Inilah cara perhitungan tarif resiprokal yang umum dan dianggap wajar. Namun kenyataan yang terjadi, basis perhitungan yang digunakan Amerika Serikat kemarin ternyata bukan dari trade barrier, tapi trade gap (ketidakseimbangan perdagangan).
Baca Juga: Ekonomi Indonesia Diproyeksi Turun Imbas Kebijakan Tarif Trump, Begini Perhitungannya
Ilustrasi tarif resiprokal AS ke Indonesia menjadi, tahun 2024, impor AS dari Indonesia tercatat USD38.3 miliar, sementara impor Indonesia dari AS hanya senilai USD10.2 miliar. Artinya neraca perdagangan AS mengalami defisit USD17.9 miliar. Mengikuti formula yang ditetapkan, maka Indonesia terkena tarif resiprokal 32%.
Pertanyaan selanjutnya, apakah formula yang digunakan AS sudah tepat? Banyak perdebatan mengenai hal ini, dengan konsensus lebih mengarah bahwa pendekatan yang lebih tepat seharusnya berdasarkan pada trade barrier (hambatan perdagangan seperti tarif yang sudah berlaku dan pergerakan mata uang), bukan trade gap atau defisit perdagangan.
Pendekatan tarif berdasarkan trade gap bisa menciptakan angka tarif yang sangat tinggi justru bagi negara-negara berkembang, dibandingkan dengan negara-negara maju.
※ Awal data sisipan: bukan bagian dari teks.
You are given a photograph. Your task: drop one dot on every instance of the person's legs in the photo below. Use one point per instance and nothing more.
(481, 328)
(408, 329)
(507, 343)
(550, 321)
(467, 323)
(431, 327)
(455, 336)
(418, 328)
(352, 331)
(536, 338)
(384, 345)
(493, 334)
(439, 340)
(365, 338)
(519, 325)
Srilanka terkena tarif resiprokal 44% (impor AS dari Srilanka senilai USD368 juta, terutama produk garmen, sementara Srilanka hanya mengimpor barang dari AS senilai US$ 3 juta).
Contoh lain adalah Madagaskar yang terkena tarif 47% (impor AS dari Madagaskar senilai USD733 juta, terutama produk agrikultur seperti biji vanila, sementara Madagaskar hanya membeli barang AS senilai US$ 53.4 juta saja).
Sejatinya, defisit perdagangan antara negara-negara wajar terjadi dan menciptakan win-win solution seperti harga yang efisien atau lebih murah dibandingkan memproduksi sendiri, kemudahan akses terhadap barang/komoditas tertentu, mendorong keunggulan kompetitif masing-masing negara, dan sebagainya.
Baca Juga: Daftar Barang yang Bakal Menguras Dompet Rakyat Amerika Akibat Kebijakan Tarif Trump
Namun setelah dikonfirmasi, Dewan Penasihat Ekonomi (Council of Economic Advisors) kepresidenan AS menegaskan formula yang digunakan tidak salah, memang lebih bertujuan untuk menutup trade gap atau celah perdagangan antara AS dengan mitra-mitranya.
Apakah tarif resiprokal AS dapat berubah?
Sampai tulisan ini diturunkan tanggal 8 April 2025, Presiden AS masih menegaskan tarif resiprokal ini akan tetap berlaku mulai tanggal 9 April besok, dan negara-negara yang melakukan pembalasan tarif akan menerima ‘hukuman’ tarif balasan yang lebih tinggi lagi, seperti China yang sudah menyatakan akan melakukan tarif balasan ke AS, dan ditanggapi AS dengan ancaman tarif resiprokal yang tadinya 34% akan dinaikkan menjadi 50%.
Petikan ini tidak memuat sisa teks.